Who’s your favorite full metal jacket character and why?
i am going to be a normie and say joker but not just because he’s the protagonist, and a lot because of the book (which i maintain is better than the movie, sorry stanley).
joker is a GREAT vietnam war movie protagonist for a few reasons, imo. the first is that the vietnam war was kind of a ‘media war’ in the sense that on US turf it was very much about the reception of the war based on how journalists portryed it, and joker as a combat correspondent is almost a personification of US presence in vietnam.
the second is that in the movie we see him as an observer, and a lot of the time things sort of happen around and near him, rather than to him. in a way the lens of his camera is a filter through which he sees the war; he’s distanced from it in an almost childlike way, by those glasses which are absolutely not regulation (they should’ve been thicker rimmed i think, and definitely should’ve had a strap), his mickey mouse watch, his impressions, and the fact that he wrote for his high school newspaper, and the peace badge, which was a kind of childish adherence to nonconformism out of spite. now, i know matthew modine was in his late 20s during the filming of this (this is one of the things i think the movie got wrong; they were all WAY too old and should have been late teens/early 20s at most), but i do think the movie does a good job
the third is more obvious if you take the book (and also a couple deleted scenes) into account. spoilers incoming!
(in case you’re curious to read it, the short timers is available as a PDF for free here, since it’s out of print everywhere else and physical copies are pretty $$$)
so, in the book, most of the events are the same, with a couple differences that i think are actually vital to the story. the first thing is that early into the second ‘half’ (i.e. in vietnam), joker attempts to refuse a promotion from corporal to sergeant:
Captain January picks up a manila guard mail envelope and pulls out a piece of paper with fancy writing on it. "Congratulations, Sergeant Joker." He hands me the paper.
TO ALL WHO SHALL SEE THESE PRESENTS, GREETING: KNOW YE THAT REPOSING SPECIAL TRUST AND CONFIDENCE IN THE FIDELITY OF JAMES T. DAVIS, 2306777/4312, I DO APPOINT HIM A SERGEANT IN THE UNITED STATES MARINE CORPS...
I stare at the piece of paper. Then I put the order on Captain January's field desk. "Number ten. I mean, no way, sir."
(cool that we get an almost full name for him here too – interestingly james t. davis was the name of one of the first americans to die in vietnam, in 1961.)
one of the scenes that IS in the movie is the one where lieutenant lockhart sends joker to phu bai and saddles him with rafterman. sometime after this in the book, rafterman is run over by a tank and killed, and crucially the end of the movie is different: they’re slowly being picked off by a sniper, shot in non-lethal areas to force more of the squad to come out and try to save the others, and eventually cowboy hands control of the squad over to joker, and runs out himself, and is obviously instantly shot up. rather than run out after cowboy, joker mercy kills him.
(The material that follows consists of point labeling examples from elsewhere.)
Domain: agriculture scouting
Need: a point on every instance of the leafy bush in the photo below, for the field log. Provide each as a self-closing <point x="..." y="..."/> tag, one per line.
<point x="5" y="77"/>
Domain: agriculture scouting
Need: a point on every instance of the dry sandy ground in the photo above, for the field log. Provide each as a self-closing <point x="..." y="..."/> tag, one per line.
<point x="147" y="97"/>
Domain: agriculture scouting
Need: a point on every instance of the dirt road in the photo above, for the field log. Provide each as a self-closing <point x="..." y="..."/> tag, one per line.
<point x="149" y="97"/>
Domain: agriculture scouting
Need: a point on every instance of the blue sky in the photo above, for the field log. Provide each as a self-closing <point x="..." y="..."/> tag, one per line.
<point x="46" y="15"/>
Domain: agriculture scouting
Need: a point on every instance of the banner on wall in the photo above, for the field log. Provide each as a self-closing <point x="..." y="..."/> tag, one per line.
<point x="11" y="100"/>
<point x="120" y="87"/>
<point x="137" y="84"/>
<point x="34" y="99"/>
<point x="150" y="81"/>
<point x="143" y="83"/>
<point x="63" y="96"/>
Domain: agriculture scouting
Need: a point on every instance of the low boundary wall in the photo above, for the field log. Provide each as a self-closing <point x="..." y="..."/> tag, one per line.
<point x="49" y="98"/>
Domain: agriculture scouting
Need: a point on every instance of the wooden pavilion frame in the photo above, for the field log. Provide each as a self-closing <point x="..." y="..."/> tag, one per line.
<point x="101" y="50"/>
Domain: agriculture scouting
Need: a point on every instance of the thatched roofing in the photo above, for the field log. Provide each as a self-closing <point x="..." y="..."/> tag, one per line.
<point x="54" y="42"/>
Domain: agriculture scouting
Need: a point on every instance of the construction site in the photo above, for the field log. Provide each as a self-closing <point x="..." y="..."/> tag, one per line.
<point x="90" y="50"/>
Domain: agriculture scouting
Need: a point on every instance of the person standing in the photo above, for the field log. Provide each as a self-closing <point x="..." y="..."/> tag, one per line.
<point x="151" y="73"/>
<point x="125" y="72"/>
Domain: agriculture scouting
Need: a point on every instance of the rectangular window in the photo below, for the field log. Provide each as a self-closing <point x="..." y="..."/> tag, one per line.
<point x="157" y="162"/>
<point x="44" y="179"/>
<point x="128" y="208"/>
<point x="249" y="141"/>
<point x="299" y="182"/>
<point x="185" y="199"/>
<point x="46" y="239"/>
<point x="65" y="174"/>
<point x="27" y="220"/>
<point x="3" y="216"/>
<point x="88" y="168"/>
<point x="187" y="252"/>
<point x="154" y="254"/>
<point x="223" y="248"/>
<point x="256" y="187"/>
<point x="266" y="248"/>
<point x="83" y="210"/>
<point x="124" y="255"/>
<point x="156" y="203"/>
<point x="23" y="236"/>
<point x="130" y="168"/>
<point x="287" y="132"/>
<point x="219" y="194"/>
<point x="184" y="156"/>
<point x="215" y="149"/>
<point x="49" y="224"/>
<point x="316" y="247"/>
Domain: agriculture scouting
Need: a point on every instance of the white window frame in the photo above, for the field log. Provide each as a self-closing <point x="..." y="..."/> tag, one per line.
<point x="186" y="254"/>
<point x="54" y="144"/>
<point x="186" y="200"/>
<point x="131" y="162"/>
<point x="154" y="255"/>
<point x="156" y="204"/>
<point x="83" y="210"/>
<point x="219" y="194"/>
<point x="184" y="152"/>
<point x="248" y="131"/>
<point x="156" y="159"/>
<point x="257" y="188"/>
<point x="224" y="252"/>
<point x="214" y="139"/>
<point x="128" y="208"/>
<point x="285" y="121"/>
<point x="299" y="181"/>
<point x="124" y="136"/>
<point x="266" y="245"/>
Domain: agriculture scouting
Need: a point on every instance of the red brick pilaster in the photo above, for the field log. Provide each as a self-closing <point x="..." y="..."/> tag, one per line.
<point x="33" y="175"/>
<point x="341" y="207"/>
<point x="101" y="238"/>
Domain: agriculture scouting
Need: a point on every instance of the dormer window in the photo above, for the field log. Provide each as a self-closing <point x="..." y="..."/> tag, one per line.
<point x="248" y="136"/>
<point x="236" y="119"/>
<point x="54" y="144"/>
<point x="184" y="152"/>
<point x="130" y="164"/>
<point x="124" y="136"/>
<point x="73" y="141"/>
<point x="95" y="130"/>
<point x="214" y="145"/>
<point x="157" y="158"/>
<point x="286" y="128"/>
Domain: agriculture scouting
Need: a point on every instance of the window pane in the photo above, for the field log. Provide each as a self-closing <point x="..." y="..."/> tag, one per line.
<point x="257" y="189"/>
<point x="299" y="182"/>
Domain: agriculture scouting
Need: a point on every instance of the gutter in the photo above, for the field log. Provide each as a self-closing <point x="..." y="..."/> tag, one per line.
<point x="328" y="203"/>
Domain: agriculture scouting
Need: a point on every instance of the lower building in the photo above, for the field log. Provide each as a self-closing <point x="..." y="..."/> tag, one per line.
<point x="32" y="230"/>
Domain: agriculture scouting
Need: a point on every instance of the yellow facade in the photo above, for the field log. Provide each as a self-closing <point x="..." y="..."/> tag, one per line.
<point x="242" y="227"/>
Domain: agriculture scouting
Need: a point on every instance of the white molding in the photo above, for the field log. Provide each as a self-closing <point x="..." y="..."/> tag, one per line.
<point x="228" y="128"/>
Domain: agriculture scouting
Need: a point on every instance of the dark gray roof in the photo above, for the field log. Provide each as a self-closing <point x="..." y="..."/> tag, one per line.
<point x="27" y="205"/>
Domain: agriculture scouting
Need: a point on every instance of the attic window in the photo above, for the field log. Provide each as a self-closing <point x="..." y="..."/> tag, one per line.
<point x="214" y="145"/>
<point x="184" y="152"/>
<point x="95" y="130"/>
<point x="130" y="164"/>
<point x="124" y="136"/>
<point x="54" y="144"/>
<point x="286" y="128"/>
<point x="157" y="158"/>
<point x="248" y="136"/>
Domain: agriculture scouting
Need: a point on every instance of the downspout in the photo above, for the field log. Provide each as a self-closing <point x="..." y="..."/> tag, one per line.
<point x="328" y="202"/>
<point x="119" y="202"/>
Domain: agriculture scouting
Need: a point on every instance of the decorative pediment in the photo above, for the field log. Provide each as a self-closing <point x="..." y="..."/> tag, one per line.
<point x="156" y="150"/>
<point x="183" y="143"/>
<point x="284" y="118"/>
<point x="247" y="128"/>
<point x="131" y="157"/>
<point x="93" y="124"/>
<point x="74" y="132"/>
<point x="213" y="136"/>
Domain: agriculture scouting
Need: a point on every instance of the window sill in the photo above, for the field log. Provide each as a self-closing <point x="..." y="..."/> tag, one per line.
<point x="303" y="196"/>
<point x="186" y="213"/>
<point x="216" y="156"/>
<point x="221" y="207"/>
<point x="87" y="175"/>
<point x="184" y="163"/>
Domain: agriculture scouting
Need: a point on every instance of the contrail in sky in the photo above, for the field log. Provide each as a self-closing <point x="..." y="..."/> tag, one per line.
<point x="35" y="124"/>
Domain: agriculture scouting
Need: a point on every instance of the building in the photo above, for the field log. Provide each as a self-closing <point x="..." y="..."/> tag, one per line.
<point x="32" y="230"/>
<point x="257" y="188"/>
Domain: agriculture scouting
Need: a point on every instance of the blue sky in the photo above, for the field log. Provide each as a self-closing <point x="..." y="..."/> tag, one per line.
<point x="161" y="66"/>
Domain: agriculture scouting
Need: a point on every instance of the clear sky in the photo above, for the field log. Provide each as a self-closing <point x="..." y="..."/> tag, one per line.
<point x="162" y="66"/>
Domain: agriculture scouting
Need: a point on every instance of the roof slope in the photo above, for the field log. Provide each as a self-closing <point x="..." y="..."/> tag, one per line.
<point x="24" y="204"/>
WITH THOSE EXTRA SCENES IN MIND here’s my theory and the reason i think joker is the most compelling character: his whole character arc in the book is about him being given some sort of responsibility and trying to refuse it, but when he’s saddled with it anyway, it leads to the death of an american soldier, who is killed NOT by a vietnamese person but by an american – private pyle by his own gun (and more esoterically by american military conditioning/training), rafterman by an american tank, and cowboy by joker.
i guess my point here is that joker as a character is interesting to me because he’s neither a hero nor a villain. he’s an observer who consistently attempts to refuse responsibility which would place him more centrally in the story, which is such an interesting position for a protagonist. even in the movie, without the additions of those scenes i mentioned, his final act is not to defeat the sniper, because he fucks up and drops his gun; his final act is to shoot a little girl who is dying and in pain. in contrast to a lot of other war movie protagonists, it’s not his story, but he’s obviously central to the story because he is the protagonist, and the person you follow throughout it. that’s a really difficult needle to thread.
he’s a pretty strong allegory for the soldier in vietnam; not the US military as a whole, which is a different thing entirely, but an individual soldier or marine, who often just wanted to get through his one tour and rotate home, who didn’t want responsibility, who were more often than not just a bunch of kids in way over their heads, who, in order to survive, either had to change completely (like, idk, animal mother, and like the botched transformation that ultimately kills private pyle) or shirk responsibility to avoid putting themselves in danger. i have a lot of thoughts about how fmj as a movie could be improved but i do really like that last scene, the contrast between a bunch of teenagers singing the mickey mouse song while surrounded by the fire and brimstone of war – it’s a perfect distillation of the contradictions that make full metal jacket so interesting, i.e. the duality of man.